異常なほどの乱高下相場が続き、アベノミクスは終わったのか? いつ底を打つのか? 高値は? アナリストら27人に緊急実施したアンケートの結果を報告する!


◆アベノミクスは終わった?


「アベノミクス相場はもう終わりました」と言ってのけるのは、黒岩アセットマネジメントの黒岩泰氏。

「そもそもアベノミクスとは、7月の参院選を勝つための“エセ経済学”。事実、三本の矢では足りず、追加対策が必要となっています。今後の日本経済はバブル崩壊の後遺症に苦しむでしょう。日経平均は8500円までの下落がありえます」と厳しい見方をする。

 株価も為替も、黒田バズーカ砲が放たれた4月4日の水準を下回ってきたせいで最近では“アベノリスク”だとか“ダメノミクス”などと揶揄されているが、アベノミクスは本当に終わったのか? 今回、気鋭のアナリストやエコノミスト27人にアンケートを取ったところ、27人中22人が「まだ終わっていない」と回答した。
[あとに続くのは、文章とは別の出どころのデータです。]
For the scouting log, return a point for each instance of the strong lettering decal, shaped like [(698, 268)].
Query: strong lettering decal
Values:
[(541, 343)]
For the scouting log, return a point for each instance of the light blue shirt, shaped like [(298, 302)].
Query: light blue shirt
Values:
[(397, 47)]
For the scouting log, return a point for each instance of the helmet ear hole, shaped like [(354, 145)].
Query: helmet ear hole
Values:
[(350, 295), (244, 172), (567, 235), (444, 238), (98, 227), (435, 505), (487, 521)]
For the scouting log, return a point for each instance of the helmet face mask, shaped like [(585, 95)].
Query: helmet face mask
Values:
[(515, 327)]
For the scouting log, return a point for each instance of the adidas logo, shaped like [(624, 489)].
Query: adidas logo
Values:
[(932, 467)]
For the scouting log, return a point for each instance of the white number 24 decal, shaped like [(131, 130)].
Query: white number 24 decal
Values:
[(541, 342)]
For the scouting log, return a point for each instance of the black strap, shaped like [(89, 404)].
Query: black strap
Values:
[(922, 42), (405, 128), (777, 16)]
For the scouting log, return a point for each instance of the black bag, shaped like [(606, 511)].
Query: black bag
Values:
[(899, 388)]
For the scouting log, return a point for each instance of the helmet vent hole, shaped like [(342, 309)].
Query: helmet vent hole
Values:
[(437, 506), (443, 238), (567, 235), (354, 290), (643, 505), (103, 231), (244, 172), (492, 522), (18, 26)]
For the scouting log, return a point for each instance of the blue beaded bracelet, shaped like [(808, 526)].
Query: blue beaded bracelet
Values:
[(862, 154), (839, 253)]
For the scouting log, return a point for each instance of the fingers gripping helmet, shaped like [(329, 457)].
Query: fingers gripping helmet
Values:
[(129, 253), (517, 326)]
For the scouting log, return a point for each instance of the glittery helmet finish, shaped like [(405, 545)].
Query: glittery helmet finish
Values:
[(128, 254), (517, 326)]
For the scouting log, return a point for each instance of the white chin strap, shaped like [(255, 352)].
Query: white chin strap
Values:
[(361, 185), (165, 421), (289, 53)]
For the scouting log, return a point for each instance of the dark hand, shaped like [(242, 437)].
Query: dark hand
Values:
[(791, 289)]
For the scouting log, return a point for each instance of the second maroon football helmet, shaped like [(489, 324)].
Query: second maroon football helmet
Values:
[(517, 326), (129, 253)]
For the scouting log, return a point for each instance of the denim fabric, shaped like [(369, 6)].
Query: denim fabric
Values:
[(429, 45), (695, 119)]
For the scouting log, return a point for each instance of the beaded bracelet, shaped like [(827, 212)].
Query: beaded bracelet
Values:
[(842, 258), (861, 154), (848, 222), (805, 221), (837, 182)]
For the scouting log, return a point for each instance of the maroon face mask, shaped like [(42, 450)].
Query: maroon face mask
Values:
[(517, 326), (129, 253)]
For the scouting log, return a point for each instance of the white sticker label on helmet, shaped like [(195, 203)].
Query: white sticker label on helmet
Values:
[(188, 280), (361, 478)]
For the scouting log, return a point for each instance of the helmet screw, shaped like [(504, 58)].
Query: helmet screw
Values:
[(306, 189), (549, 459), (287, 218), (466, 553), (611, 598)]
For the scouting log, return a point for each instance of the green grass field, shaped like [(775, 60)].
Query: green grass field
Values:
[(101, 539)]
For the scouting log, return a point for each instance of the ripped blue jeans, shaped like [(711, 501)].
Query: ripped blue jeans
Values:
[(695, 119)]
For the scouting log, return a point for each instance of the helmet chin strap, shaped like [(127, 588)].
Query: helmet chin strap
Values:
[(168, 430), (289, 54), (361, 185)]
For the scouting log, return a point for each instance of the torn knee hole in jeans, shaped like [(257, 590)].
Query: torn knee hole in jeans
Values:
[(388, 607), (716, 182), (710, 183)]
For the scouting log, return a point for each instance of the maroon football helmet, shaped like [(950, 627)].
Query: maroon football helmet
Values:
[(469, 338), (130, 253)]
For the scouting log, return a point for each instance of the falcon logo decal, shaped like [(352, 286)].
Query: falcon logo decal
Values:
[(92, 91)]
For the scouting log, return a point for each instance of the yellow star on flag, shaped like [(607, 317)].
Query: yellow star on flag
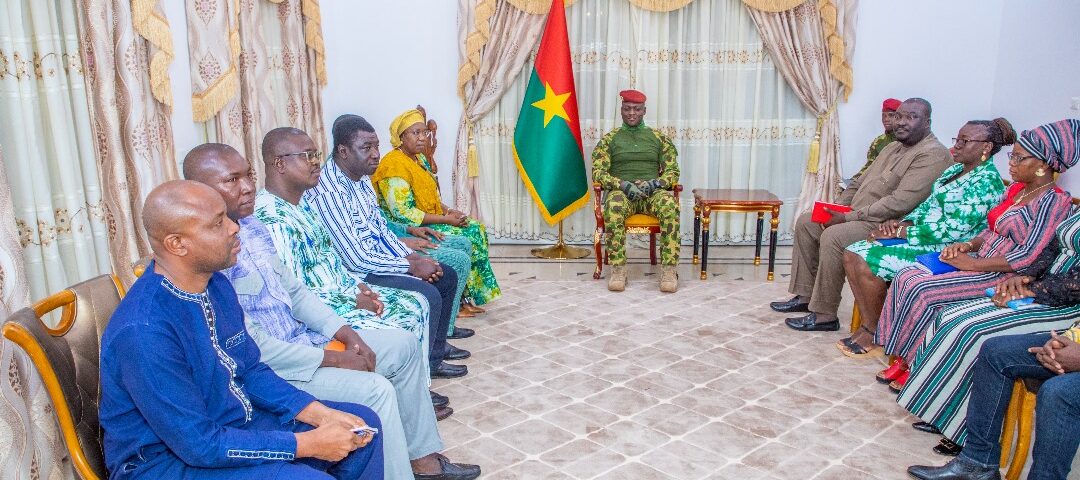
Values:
[(552, 105)]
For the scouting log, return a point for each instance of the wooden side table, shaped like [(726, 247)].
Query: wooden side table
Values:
[(709, 200)]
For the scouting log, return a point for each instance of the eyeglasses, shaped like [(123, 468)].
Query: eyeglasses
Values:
[(961, 142), (314, 158), (1016, 158)]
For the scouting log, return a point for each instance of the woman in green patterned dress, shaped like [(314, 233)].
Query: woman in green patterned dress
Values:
[(408, 192), (955, 211)]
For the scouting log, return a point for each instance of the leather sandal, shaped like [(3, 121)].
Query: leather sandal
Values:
[(852, 349)]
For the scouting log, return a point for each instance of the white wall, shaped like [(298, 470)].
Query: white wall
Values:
[(179, 75), (971, 58), (1038, 67), (377, 69), (942, 51)]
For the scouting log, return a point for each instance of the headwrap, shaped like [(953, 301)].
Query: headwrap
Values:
[(402, 123), (632, 96), (1057, 144), (890, 105)]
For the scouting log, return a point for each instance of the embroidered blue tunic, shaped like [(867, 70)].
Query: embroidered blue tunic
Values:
[(180, 374)]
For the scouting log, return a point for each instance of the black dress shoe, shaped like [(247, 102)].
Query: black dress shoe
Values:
[(926, 426), (443, 413), (439, 400), (791, 306), (450, 471), (947, 448), (444, 370), (957, 469), (809, 323), (461, 332), (456, 354)]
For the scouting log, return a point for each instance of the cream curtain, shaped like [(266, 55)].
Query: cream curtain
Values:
[(30, 447), (811, 45), (277, 51), (131, 123), (493, 55), (49, 141), (541, 7), (53, 227), (712, 87)]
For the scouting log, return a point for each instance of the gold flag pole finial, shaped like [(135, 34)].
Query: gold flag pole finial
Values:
[(561, 250)]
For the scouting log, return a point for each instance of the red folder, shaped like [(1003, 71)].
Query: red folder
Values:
[(820, 215)]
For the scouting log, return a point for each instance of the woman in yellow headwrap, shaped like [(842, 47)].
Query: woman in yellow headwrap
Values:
[(408, 192)]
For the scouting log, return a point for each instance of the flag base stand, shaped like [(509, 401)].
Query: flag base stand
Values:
[(561, 250)]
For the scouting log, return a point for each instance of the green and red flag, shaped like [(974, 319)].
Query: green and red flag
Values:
[(548, 137)]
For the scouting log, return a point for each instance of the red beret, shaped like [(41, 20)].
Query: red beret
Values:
[(632, 96)]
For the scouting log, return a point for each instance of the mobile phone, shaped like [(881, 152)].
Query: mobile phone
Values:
[(365, 430)]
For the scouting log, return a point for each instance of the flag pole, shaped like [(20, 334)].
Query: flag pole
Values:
[(561, 250)]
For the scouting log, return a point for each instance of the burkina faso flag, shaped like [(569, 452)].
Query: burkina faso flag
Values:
[(548, 137)]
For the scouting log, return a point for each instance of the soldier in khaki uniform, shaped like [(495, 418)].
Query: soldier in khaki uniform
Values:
[(637, 165), (892, 186)]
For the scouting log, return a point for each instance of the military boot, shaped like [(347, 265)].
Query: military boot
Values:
[(617, 282), (669, 279)]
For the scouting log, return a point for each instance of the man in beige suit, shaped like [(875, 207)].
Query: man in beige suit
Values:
[(893, 185)]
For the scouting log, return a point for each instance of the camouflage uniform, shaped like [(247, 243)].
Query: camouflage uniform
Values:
[(876, 147), (661, 203)]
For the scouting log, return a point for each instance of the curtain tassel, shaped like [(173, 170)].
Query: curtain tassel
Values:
[(815, 147), (471, 163)]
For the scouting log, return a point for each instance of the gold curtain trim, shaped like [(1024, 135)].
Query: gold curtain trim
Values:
[(536, 7), (772, 5), (154, 29), (313, 38), (474, 42), (660, 5), (838, 67), (210, 102)]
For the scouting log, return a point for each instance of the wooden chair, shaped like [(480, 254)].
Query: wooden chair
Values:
[(636, 224), (1018, 425), (67, 359)]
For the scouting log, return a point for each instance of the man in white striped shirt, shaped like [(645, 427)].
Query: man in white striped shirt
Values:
[(349, 208)]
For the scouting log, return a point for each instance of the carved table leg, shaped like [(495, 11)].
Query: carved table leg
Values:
[(697, 229), (757, 242), (773, 224), (705, 212)]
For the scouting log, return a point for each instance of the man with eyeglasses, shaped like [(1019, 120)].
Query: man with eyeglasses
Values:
[(293, 165), (899, 180)]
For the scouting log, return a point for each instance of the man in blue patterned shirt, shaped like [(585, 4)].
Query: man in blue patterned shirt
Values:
[(184, 394), (383, 369)]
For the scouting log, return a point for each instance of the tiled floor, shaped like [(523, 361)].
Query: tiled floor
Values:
[(570, 381)]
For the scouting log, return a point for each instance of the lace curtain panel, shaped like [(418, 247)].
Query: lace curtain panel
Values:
[(49, 146), (712, 87), (54, 229)]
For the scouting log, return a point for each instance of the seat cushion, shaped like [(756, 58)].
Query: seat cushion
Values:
[(642, 220)]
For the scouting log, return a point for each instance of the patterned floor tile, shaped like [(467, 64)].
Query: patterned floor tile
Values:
[(569, 381)]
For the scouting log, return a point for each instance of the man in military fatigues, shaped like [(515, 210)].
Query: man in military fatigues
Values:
[(888, 116), (637, 168)]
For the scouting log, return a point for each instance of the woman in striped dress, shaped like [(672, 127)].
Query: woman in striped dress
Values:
[(955, 211), (1018, 230), (936, 390), (941, 376)]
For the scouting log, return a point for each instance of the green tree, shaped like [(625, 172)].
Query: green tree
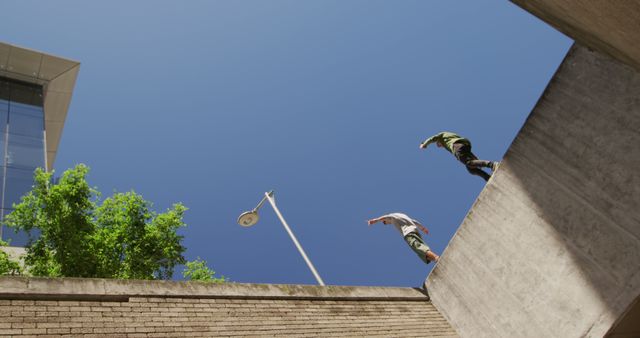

 5月23日に高値1万5942円をつけて下落して以降、乱高下相場が続いているが、「そもそも今回の急騰・急落の主犯は過熱感と不安感」(カブドットコム証券・河合達憲氏)であり、「半年も上昇を続けたので、現在の調整は当然の流れです。反転・上昇には相応の時間が必要」(FP・横山利香氏)との見方をする。

 また、日経平均の今後の推移を予想してもらったところ、27人の平均は「底値1万1675円」「高値1万6250円」という結果に。

⇒【画像】アナリスト27人アンケートの結果
http://nikkan-spa.jp/?attachment_id=466327

アベノミクス

 底値については、15人が1万2000円台を予想。証券ジャパン・大谷正之氏は、「6月7日と13日に1万2500円近辺をつけました。ここから切り返すことができれば、ダブルボトム形成で底確認になるのでは」と指摘する。

 もしさらに下落して、「日経平均が200日移動平均線(1万1000円)まで近接する局面があれば、大きな買いチャンスだと思います」(グローバルリンクアドバイザーズ・戸松信博氏)という意見も。株価も為替も、もうしばらくは乱高下する相場が続くかもしれないが、そろそろ“コツン”と底を打つ音が聞こえてきそうだ。